Australian broadcaster Alan Jones says "21st Century cyber bullying" is the reason all commercials have been pulled from his radio breakfast show.
Jones is embroiled in a controversy over comments about Australian Prime Minister Julia Gillard's father, who he said had "died of shame", kicked off his high-rating Sydney 2GB show on Monday by confirming all commercials had been temporarily suspended.
A number of advertisers chose to pull their commercials after Jones' comments about Ms Gillard's father. An online petition was then launched, urging companies to boycott his show.
Macquarie Radio Network, owner of 2GB, decided to suspend all advertising, alleging that some companies associated with Jones' show had been threatened online.
"In the light of comments which I made, for which I've apologised, there are now comprehensive threats to destroy these businesses if they don't comply with the boycott," Jones told his listeners.
He said the threats had come from people who did not listen to 2GB.
"The radio station has conducted research over the past weekend and it's clear that the great majority of listeners to this programme acknowledge my apology and have not changed their attitudes," he said.
"We saw that last week in the avalanche of calls made to this programme.
"But as (2GB executive chairman) Russell Tate said in his statement yesterday, we are now witnessing 21st century cyber bullying."
Jones said he did not object to petitions."They have been a reality for years.
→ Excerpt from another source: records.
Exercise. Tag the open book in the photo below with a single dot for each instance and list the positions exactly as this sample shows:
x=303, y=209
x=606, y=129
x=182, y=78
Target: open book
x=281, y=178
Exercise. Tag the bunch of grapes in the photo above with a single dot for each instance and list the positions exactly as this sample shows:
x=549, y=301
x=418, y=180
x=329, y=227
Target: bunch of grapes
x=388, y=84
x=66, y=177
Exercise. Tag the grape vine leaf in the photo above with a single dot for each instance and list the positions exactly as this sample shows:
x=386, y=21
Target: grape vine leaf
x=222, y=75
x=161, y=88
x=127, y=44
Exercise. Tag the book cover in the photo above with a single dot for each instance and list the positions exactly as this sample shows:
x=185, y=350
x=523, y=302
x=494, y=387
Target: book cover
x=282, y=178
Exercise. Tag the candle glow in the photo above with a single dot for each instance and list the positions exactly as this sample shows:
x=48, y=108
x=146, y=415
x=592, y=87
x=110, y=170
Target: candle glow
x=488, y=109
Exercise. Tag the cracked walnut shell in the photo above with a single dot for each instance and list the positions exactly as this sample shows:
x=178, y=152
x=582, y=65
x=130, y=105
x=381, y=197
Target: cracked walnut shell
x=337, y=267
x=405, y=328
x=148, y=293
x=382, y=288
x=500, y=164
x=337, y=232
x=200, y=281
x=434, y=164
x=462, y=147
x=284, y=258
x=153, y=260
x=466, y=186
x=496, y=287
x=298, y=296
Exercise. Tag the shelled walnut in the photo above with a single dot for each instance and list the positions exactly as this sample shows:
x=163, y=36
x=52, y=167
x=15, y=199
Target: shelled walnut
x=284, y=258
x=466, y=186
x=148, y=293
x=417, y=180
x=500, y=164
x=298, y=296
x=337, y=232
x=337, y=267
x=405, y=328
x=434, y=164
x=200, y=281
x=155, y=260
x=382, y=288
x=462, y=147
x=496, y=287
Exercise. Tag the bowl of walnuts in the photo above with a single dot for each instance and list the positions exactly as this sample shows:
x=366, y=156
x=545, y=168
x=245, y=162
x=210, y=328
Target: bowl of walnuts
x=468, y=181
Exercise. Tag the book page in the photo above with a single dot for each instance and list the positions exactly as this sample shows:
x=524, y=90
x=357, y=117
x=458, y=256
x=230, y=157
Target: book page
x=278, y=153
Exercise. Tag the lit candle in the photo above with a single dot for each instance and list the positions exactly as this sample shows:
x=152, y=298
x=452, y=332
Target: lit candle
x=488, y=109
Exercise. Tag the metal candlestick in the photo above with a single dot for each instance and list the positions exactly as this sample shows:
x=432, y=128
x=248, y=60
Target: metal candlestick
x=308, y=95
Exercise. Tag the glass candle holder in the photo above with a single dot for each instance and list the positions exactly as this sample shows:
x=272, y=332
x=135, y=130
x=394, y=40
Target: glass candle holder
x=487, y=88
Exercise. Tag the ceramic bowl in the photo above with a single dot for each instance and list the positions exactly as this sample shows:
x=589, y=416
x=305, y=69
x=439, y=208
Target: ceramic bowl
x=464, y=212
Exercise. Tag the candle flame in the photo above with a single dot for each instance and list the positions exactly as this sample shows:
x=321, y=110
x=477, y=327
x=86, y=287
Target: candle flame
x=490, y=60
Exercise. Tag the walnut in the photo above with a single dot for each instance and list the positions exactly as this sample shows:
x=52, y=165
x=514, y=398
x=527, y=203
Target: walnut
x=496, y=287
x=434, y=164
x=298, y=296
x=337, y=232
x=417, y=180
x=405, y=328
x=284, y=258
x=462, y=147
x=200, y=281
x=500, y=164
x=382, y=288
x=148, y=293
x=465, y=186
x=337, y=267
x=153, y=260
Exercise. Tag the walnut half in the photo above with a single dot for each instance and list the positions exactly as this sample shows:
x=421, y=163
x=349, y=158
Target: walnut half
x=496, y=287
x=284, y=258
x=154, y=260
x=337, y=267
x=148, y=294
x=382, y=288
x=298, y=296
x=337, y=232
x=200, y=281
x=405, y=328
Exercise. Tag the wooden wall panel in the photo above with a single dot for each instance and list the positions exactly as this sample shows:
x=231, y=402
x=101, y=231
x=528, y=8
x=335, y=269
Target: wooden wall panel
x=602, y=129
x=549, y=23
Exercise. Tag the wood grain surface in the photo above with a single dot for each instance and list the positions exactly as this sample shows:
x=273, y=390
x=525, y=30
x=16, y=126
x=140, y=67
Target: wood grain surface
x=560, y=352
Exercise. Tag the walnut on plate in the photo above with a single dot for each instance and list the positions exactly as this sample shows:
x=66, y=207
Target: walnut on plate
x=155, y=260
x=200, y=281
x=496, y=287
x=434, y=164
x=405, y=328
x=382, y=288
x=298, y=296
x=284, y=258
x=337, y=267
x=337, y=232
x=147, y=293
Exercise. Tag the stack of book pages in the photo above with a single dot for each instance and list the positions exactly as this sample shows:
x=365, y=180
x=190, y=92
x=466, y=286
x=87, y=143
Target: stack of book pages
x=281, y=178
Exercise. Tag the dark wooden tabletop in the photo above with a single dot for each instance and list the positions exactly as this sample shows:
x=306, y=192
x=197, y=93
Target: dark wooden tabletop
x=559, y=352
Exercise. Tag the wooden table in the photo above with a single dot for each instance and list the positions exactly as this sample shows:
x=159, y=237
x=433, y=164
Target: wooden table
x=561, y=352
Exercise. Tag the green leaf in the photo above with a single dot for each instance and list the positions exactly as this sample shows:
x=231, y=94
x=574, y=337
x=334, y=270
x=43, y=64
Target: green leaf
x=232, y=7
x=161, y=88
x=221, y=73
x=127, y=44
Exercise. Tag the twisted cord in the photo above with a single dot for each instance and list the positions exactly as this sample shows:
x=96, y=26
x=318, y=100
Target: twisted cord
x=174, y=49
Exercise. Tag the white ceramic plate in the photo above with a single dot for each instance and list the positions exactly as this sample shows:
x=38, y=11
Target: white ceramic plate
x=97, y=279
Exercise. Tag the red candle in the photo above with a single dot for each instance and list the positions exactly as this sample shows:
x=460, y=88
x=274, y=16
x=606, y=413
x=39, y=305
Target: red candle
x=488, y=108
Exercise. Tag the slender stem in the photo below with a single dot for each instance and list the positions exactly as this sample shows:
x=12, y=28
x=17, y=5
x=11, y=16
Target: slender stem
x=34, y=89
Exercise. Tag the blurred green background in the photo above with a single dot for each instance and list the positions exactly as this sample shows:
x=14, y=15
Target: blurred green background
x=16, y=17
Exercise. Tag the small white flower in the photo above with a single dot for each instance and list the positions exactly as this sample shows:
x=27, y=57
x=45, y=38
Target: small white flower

But one petition calls on signatories to 'destroy the joint'."
It was not immediately clear if that was a reference to Jones' comments in August in which he suggested Ms Gillard and other women were "destroying the joint".
The threats had been made on websites, including Facebook, by email to the radio station and via its telephone switchboard.
Some of the telephone calls had reduced the "girls on the switchboards" to tears, Jones said.
Jones attacked the petition, saying people could sign it anonymously and use pseudonyms such as Osama bin Laden.
"It is unprecedented to suspend advertising on a show like this," he said.
"But Russell Tate made the very valid point that we have to forget ourselves for a moment and take a stand on behalf of small business."